Morpho is designed around the deployment of immutable markets. A market is defined by its loan token, collateral token, price oracle, and risk parameters; the interest rate model, LTV, and liquidation discount (inferred from the LTV).
This is great from a lender's perspective. When you deploy capital to a market, you know exactly what you're lending against and that the terms won't change. But the fundamental problem with this design is that it assumes risk is static, when risk is very much dynamic.
What do I mean by this? As a lender, when you deploy capital to a market you have a holistic view of the current world state. You might deploy to a market offering a 91.5% LTV (which infers a 2.62% liquidation discount) where the collateral has plenty of on-chain liquidity available for liquidators. But what happens when that on-chain liquidity starts to disappear? The risk profile of the market has changed, but the parameters haven't.
Morpho's solution is to deploy a new market with updated risk parameters that better capture the shift in the external environment. In practice, it's not that simple. If liquidity in the original market is currently being borrowed, borrowers are unlikely to voluntarily migrate their positions to a new market with a lower LTV and a higher liquidation discount.
This becomes even more precarious with RWAs, which carry a fundamentally different risk profile from spot tokens.
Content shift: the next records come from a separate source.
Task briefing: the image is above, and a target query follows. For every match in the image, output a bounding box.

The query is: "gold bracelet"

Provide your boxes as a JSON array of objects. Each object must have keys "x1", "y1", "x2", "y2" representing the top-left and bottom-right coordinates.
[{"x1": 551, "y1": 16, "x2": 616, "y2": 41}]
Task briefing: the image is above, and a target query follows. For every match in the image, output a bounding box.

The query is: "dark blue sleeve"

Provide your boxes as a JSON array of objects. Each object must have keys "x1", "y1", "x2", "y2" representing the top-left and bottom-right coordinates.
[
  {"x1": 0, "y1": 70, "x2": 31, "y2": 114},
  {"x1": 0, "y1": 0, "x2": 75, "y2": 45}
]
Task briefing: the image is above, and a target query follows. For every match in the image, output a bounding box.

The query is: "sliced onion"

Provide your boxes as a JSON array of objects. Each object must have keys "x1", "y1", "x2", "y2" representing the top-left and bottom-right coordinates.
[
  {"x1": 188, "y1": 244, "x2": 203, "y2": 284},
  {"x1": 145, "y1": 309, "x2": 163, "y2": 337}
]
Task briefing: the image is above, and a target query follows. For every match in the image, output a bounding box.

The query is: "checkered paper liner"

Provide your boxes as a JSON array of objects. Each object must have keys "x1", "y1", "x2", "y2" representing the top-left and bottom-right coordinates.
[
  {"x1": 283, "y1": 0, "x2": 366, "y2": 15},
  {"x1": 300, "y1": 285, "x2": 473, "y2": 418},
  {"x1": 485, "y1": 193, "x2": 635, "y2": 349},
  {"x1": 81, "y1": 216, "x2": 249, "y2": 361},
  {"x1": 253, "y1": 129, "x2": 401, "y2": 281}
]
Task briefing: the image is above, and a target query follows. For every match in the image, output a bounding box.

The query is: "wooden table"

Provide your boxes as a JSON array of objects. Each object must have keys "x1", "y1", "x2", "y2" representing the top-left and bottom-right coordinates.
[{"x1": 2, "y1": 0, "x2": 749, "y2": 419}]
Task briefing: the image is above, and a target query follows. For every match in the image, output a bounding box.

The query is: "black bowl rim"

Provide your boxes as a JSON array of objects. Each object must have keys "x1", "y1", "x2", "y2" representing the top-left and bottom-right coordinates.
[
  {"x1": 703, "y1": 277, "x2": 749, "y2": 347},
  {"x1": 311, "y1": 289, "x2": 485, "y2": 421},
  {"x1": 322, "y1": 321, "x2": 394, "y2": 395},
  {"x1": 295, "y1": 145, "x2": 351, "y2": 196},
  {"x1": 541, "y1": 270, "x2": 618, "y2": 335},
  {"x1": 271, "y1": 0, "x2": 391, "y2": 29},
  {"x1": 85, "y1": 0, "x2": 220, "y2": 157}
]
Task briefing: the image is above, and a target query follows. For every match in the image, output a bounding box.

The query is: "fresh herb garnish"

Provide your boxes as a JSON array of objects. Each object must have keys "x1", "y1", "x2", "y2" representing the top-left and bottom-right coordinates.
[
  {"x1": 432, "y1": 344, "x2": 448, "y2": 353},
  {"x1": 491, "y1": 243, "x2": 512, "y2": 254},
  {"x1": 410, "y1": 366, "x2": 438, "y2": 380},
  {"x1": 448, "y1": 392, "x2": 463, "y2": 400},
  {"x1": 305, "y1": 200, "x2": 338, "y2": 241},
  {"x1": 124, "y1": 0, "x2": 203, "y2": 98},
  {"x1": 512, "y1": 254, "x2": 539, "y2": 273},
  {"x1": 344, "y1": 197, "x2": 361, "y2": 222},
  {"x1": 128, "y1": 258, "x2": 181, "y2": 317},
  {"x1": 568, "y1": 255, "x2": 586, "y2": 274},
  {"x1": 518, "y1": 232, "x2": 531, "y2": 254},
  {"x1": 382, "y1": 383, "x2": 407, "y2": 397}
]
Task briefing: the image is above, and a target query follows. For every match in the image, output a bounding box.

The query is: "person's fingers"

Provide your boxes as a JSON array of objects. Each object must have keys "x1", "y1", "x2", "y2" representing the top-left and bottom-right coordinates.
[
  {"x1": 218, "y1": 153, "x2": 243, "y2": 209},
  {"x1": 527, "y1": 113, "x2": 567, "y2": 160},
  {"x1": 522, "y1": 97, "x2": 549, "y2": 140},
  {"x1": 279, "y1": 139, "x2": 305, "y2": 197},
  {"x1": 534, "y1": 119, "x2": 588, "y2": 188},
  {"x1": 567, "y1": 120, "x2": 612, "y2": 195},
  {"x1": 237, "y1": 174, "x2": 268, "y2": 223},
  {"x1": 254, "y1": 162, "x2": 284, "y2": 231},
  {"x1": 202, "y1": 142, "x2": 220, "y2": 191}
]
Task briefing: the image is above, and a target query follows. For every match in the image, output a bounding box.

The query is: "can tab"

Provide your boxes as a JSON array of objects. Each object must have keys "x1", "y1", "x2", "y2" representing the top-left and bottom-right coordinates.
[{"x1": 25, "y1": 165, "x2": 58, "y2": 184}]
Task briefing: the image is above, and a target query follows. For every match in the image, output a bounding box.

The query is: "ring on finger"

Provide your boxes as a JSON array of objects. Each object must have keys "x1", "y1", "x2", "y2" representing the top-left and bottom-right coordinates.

Liquidators go from taking on price risk to taking on duration risk.
Let's look at a concrete example. Take the Anemoy Tokenized Apollo Diversified Credit Fund (ACRDX) and assume we deploy a market with an 86.5% LTV, that equates to roughly a 4.22% liquidation discount.
ACRDX has quarterly liquidity, so to keep things simple, assume redemptions only occur on the 1st of every quarter.
If a position is liquidated on day 1 of a new cycle, the 4.22% discount is probably sufficient to cover the duration risk and opportunity cost of waiting 90 days for the liquidator's redemption to settle. But if the position is liquidated on day 89, the same 4.22% is far more punitive as the liquidator only has to bear one day of duration risk for the same reward.
This creates a perverse incentive. Liquidators are encouraged to wait as long as possible before seizing a position, since the longer they delay, the better their risk-adjusted return on the liquidation becomes. By design, this heightens the probability of bad debt accumulating in the market.
Risk modelling in a lending market needs to be dynamic. It needs to respond to the specific characteristics of the collateral it's modelling, not treat every asset class as if it carries the same static risk profile. What's good for spot tokens isn't necessarily good for RWA's.